2. Understand the difference between average, median and mode, and make simple prediction or decision based on statistical data.
Teaching aid preparation:
Projection.
Teaching process:
First, import
Question: What statistics have we studied in statistics? (Students recall) It is pointed out that earlier, we had a certain understanding of some statistical data such as average and median.
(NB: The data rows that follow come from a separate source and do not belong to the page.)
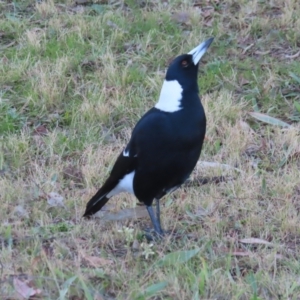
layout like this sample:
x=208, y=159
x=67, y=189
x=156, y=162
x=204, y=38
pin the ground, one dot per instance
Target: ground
x=74, y=79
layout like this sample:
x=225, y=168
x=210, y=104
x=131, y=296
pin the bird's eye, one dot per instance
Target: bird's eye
x=184, y=63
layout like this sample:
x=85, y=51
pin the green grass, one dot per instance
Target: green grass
x=73, y=82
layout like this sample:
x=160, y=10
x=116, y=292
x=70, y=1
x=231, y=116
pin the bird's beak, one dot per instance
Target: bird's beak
x=199, y=51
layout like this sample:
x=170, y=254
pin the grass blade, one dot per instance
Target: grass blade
x=152, y=290
x=65, y=287
x=177, y=257
x=269, y=120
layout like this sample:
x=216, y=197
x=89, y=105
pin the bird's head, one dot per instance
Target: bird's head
x=181, y=77
x=184, y=68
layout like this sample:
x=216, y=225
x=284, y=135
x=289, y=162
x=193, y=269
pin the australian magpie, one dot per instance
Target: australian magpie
x=165, y=144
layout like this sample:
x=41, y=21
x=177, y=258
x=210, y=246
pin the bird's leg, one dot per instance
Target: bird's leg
x=155, y=222
x=158, y=211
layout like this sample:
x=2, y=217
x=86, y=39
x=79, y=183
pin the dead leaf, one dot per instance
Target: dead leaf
x=97, y=262
x=55, y=199
x=73, y=173
x=269, y=120
x=124, y=214
x=241, y=253
x=182, y=17
x=293, y=56
x=209, y=164
x=40, y=130
x=206, y=13
x=246, y=127
x=24, y=290
x=255, y=241
x=20, y=211
x=243, y=81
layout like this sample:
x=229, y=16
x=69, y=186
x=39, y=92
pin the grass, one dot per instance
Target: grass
x=73, y=82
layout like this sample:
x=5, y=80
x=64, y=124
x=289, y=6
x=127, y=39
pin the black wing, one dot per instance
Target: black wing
x=124, y=164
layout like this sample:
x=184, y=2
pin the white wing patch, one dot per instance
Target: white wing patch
x=170, y=96
x=124, y=185
x=126, y=153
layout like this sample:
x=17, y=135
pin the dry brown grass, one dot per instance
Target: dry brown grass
x=73, y=82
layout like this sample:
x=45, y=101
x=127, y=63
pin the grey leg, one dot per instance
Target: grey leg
x=158, y=212
x=155, y=222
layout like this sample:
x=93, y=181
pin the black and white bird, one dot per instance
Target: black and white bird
x=165, y=144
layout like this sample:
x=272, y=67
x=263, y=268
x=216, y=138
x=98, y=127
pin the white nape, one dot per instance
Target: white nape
x=198, y=52
x=124, y=185
x=170, y=96
x=126, y=153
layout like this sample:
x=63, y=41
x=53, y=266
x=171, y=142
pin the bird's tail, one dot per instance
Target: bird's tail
x=96, y=203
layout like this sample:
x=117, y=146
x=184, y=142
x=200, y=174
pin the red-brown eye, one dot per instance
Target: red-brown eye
x=184, y=63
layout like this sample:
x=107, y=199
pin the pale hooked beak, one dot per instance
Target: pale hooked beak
x=199, y=51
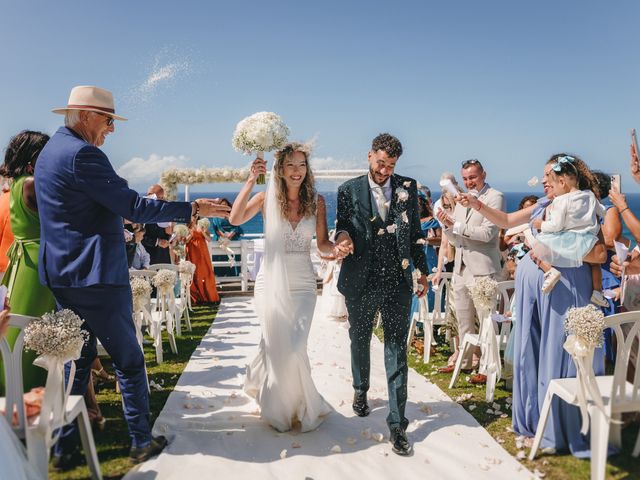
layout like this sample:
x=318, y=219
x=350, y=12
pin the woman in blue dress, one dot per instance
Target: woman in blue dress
x=538, y=346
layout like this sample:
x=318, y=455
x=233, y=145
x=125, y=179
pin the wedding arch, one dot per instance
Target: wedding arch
x=172, y=177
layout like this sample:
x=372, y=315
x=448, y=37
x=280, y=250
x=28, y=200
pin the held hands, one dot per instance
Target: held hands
x=258, y=167
x=469, y=201
x=343, y=246
x=423, y=286
x=635, y=164
x=212, y=207
x=444, y=218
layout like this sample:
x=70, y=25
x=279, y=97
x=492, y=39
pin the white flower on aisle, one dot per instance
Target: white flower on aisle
x=140, y=291
x=484, y=293
x=56, y=335
x=164, y=280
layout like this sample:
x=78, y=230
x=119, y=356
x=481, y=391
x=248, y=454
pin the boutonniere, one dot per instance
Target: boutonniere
x=401, y=194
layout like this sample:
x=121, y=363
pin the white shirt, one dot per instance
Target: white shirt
x=380, y=193
x=575, y=211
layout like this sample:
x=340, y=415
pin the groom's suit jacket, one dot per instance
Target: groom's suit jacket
x=81, y=202
x=356, y=216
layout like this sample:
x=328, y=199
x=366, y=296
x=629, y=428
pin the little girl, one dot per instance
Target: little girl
x=571, y=227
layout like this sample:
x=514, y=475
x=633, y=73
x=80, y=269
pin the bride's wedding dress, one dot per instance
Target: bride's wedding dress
x=279, y=377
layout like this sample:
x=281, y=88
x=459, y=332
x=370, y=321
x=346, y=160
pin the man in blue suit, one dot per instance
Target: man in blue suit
x=81, y=202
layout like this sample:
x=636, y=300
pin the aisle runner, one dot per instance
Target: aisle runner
x=214, y=430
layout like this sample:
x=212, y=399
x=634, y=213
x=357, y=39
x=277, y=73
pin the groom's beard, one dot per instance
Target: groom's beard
x=376, y=177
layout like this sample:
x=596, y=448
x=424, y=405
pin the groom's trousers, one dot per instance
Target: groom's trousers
x=394, y=304
x=107, y=311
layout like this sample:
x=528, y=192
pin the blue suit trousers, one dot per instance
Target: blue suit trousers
x=107, y=312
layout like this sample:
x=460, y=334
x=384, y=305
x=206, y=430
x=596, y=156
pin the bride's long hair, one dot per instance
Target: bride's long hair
x=307, y=189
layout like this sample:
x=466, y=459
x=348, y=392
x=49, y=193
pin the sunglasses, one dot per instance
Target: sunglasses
x=110, y=120
x=473, y=161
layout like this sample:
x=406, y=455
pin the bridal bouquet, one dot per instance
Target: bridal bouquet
x=260, y=132
x=484, y=292
x=56, y=335
x=141, y=292
x=164, y=280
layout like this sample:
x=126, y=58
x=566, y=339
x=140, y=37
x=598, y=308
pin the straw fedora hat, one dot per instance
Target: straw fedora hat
x=93, y=99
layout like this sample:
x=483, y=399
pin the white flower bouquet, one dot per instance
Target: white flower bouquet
x=56, y=335
x=260, y=132
x=181, y=231
x=164, y=280
x=140, y=290
x=586, y=324
x=484, y=293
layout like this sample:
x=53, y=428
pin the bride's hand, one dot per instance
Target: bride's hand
x=258, y=167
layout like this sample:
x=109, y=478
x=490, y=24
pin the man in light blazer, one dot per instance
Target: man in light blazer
x=477, y=243
x=82, y=258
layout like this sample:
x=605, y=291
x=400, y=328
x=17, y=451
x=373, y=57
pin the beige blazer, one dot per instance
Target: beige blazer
x=476, y=239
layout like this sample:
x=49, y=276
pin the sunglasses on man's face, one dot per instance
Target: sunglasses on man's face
x=468, y=163
x=110, y=120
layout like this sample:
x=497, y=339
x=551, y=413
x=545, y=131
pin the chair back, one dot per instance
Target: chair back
x=626, y=327
x=12, y=364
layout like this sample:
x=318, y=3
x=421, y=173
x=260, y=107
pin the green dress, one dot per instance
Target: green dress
x=26, y=295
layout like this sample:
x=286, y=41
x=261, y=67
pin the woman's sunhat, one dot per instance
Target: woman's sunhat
x=93, y=99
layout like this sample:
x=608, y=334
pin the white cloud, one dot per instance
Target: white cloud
x=140, y=171
x=330, y=163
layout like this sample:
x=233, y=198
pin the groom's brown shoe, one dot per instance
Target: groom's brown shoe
x=360, y=405
x=401, y=445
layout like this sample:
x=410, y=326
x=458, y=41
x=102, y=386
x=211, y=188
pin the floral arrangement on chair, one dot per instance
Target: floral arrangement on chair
x=141, y=292
x=164, y=280
x=260, y=132
x=484, y=293
x=585, y=332
x=57, y=335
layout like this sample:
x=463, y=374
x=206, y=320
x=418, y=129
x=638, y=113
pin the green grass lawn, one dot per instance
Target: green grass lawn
x=562, y=466
x=113, y=441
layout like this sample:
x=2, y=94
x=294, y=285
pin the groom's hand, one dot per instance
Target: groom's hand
x=425, y=286
x=343, y=245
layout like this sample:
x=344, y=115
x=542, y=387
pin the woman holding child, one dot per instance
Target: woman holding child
x=539, y=353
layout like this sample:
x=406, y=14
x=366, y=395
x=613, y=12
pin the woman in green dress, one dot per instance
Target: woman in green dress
x=26, y=295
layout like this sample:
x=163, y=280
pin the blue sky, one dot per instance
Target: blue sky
x=507, y=82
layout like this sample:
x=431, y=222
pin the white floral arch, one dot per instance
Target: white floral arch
x=172, y=177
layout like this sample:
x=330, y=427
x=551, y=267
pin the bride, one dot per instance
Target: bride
x=279, y=377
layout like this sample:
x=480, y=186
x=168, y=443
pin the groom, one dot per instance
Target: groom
x=379, y=223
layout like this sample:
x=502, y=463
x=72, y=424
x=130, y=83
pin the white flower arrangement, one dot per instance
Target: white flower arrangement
x=484, y=293
x=402, y=194
x=186, y=267
x=164, y=280
x=56, y=334
x=181, y=231
x=587, y=324
x=260, y=132
x=204, y=223
x=140, y=291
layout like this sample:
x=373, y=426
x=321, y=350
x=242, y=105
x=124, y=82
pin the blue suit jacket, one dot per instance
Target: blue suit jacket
x=81, y=202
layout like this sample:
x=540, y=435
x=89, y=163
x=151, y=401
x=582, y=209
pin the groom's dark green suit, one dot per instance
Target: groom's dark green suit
x=377, y=278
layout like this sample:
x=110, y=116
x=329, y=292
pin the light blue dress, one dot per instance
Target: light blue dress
x=539, y=356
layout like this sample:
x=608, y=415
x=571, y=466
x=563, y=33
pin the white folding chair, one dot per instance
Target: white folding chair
x=430, y=319
x=491, y=339
x=59, y=409
x=618, y=395
x=13, y=402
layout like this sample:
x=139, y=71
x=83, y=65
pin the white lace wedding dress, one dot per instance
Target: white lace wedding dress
x=279, y=377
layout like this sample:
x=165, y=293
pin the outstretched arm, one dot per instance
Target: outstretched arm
x=494, y=215
x=244, y=209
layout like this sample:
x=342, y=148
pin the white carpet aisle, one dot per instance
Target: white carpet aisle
x=214, y=431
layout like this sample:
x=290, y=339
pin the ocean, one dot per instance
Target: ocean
x=513, y=200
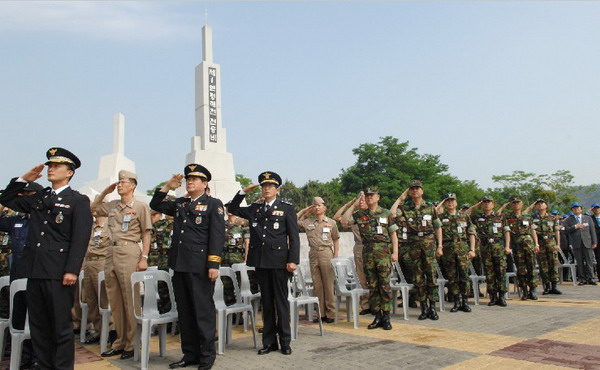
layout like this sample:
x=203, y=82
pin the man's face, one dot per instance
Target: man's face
x=487, y=205
x=541, y=206
x=59, y=172
x=371, y=199
x=195, y=185
x=269, y=191
x=125, y=187
x=450, y=204
x=415, y=192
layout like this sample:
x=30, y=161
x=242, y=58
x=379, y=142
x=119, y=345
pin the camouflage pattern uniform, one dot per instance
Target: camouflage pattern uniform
x=456, y=230
x=546, y=228
x=421, y=247
x=490, y=230
x=160, y=242
x=523, y=248
x=374, y=227
x=233, y=252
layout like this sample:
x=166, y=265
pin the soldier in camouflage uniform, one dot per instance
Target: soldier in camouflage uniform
x=380, y=249
x=524, y=242
x=237, y=239
x=548, y=232
x=160, y=242
x=458, y=235
x=495, y=245
x=424, y=232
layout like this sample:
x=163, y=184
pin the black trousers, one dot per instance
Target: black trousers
x=49, y=303
x=276, y=307
x=197, y=318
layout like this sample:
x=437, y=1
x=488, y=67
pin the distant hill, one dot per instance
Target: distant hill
x=588, y=195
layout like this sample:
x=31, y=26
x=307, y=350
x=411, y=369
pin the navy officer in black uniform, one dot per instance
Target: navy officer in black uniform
x=275, y=252
x=195, y=255
x=59, y=231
Today, we continue to learn about statistics.
Second, the implementation of teaching
1. Show the example of 122 in the textbook.
Question: What do you think is the proper height for an athlete?
Students discuss in groups and then send representatives to speak and report.
Students will come to the following conclusions:
The calculated average value of (1) is 1.475, and it is considered that the height close to 1.475m is more suitable.
(2) The median of this set of data is 1.485, and the height is close to1.485 m.
(3) The height of most people is 1.52m, so the height of 1.52m is more appropriate.
2. The teacher pointed out that in the above data set, 1.52 has the highest frequency and is the mode of this group of numbers. Patterns can reflect the concentration of a set of data.
3. Question: What are the connections and differences among mean, median and mode?
Students compare, summarize and communicate in their own language.
The teacher concluded that mean, median and mode can be used to describe the concentration trend of a group of data, and their description angles and ranges are different. In specific problems, what kind of statistics are used to describe the concentration trend of a group of data should be determined according to the characteristics of the data and the problems we care about.
4. Guide students to complete the "doing" on page 123 of the textbook.
Students finish independently and talk about their own suggestions according to their own life experience.
5. Complete the questions 1, 2 and 3 of Exercise 24 on page 124 of the textbook.
Students independently calculate the average, median and mode, and communicate collectively.
Third, thinking training.
Xiaojun conducted a sampling survey on the number of plastic bags used in 8 residential buildings within one week. The situation is as follows.
(1) Calculate the average, median and mode of the number of plastic bags used by 8 households in a week. (You can use a calculator)
(2) According to the number of plastic bags they use, predict the number of plastic bags used by residents in the building (***72 households) within one month.